2017-04-19 / Local News

Pipe dreams come true for theater organist


Cook Cook For 22-year-old Curtis Cook of East Amherst, wanting to play the theater organ wasn’t only for its powerful resonance and ability to imitate a full pit orchestra.

“I tell people it’s an instrument for people who like pushing buttons,” Cook said.

It’s highly likely most of Buffalo has already heard Cook “pushing buttons” on an organ, since he is an arena organist for the Buffalo Sabres. He began last year and played the organ in almost half of the 2016–17 season home games.

“I’m a huge hockey fan, and playing for the Sabres was something I have always wanted to do,” Cook said.

Cook sent emails and letters over the years hoping to earn a spot playing the organ for the Sabres, but he didn’t get a response.

Last January, Cook worked at a local car dealership in Amherst. One of the service managers mentioned he knew the head of security at the arena and that he could give him Cook’s business card.

He got an email from the Buffalo Sabres director of game presentation that summer, asking him to be an arena organist for the upcoming season.

“Of course I said yes.

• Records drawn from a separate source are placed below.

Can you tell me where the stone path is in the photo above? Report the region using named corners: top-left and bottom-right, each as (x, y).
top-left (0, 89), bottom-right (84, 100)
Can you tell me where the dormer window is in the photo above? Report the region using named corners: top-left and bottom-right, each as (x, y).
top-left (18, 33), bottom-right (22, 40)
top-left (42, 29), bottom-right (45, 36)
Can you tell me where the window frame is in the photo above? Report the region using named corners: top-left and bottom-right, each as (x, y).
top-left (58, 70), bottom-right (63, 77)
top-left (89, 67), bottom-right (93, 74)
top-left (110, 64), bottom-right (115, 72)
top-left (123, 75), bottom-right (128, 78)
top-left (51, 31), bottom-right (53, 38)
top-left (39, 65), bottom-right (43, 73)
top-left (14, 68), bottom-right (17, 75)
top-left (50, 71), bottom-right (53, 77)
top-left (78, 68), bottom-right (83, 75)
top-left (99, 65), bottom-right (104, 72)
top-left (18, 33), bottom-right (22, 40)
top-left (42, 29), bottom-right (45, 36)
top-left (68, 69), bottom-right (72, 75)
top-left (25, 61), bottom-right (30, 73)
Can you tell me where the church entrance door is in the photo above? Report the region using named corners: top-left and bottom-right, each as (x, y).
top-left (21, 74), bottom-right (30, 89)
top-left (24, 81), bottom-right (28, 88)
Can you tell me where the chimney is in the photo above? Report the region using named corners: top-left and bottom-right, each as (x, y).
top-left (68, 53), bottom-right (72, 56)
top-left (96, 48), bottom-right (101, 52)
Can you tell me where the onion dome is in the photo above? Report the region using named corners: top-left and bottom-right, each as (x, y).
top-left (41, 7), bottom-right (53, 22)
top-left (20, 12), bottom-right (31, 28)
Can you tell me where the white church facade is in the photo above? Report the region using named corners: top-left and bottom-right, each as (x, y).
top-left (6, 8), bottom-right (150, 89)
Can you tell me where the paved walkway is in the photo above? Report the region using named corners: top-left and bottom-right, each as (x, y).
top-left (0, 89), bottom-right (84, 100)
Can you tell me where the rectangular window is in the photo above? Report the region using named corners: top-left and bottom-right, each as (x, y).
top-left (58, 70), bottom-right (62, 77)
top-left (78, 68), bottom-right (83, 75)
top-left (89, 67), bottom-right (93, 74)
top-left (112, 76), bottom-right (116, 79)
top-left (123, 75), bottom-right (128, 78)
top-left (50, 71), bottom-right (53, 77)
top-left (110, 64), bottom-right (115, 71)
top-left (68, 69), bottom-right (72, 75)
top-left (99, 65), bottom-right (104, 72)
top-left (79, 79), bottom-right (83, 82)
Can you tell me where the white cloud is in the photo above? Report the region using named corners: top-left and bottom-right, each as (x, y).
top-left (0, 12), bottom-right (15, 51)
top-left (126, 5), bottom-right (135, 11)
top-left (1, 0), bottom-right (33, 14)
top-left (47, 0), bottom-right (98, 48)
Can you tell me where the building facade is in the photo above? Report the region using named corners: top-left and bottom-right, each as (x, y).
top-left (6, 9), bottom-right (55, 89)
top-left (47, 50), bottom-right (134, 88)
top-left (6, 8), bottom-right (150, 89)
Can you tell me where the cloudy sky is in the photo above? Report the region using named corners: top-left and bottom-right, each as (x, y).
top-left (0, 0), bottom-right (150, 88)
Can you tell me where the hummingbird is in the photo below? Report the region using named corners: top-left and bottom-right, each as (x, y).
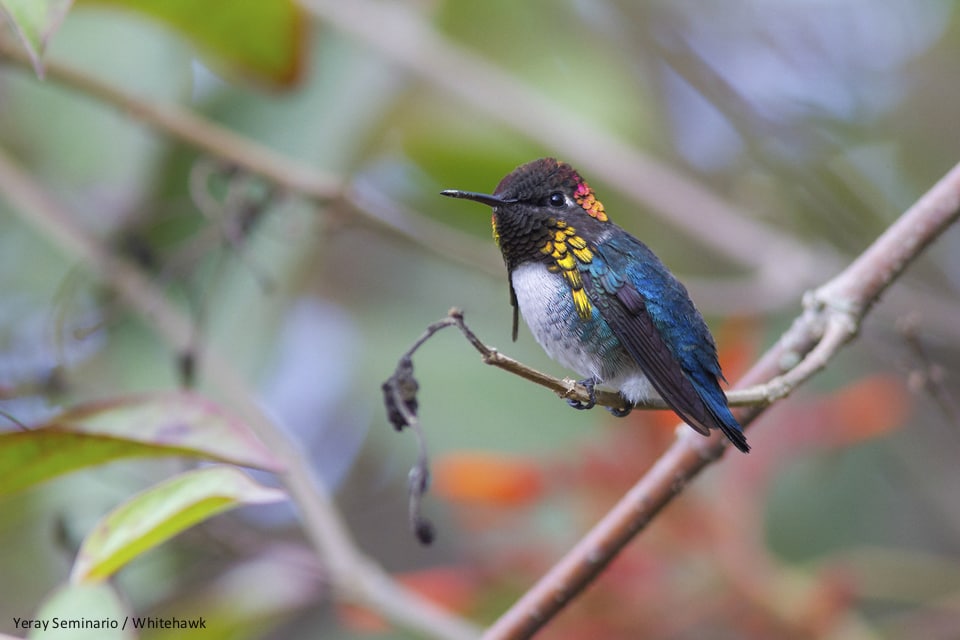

I just couldn’t believe it,” Cook said.

His favorite tunes to play at the arena are “Subdivisions” by Rush and “The Legend of Zelda” theme song.

“The intro to ‘Subdivisions’ is like nothing else, and Zelda, well, is Zelda,” Cook said. “But I’ll play anything from Broadway standards to Flo Rida to Harry Potter. I may not be a classical organist, but people have made a career on being interesting on the organ.”

Cook said there are two qualities a Buffalo Sabres organist must have.

“First, you have to know hockey,” Cook said. “Second, you have to be a fan. If the fans are down, you play ‘Let’s go Buffalo!’ because it brings everyone’s spirits back up.”

Cook taught himself how to play the theater organ after growing up playing piano. He began playing the organ at age 13 and became the principal organist at Holy Cross Lutheran Church in Clarence by age 15. He taught himself how to play the organ by watching silent movies and improvising.

“Many silent films don’t have original scores anymore, so I would just sit and watch the film and if someone got punched I’d make a drum sound there, I would just react to what was going on in the movie,” Cook said.

He never had professional lessons until he went to college at Canisius, where he majors in music. His natural-born talent has made him the youngest professional organist in WNY.

Western New York actually plays a key role in the history of theater organs. According to the Lockport Theatre Organ Society, The Rudolph Wurlitzer Company became the leader in theater organ manufacturing and was local to the area with its factory in North Tonawanda.

Between 1915 and 1932, around 10,000 theater organs were manufactured. Today, three theater organs remain in Western New York. Cook has played on all three.

When he isn’t playing for the Sabres, Cook is the house organist at the Riviera Theatre and a staff organist for Shea’s Performing Arts Center. The Riviera houses a three manual Wurlitzer theater organ, which has three keyboards, and Shea’s has a four manual Wurlitzer theater organ, with four keyboards. Cook also is an associate organist at St. Timothy’s Church in Tonawanda.

“I feel like I’m the king of the world when I play,” Cook said. “It’s a weird, versatile instrument and it’s like nothing else.”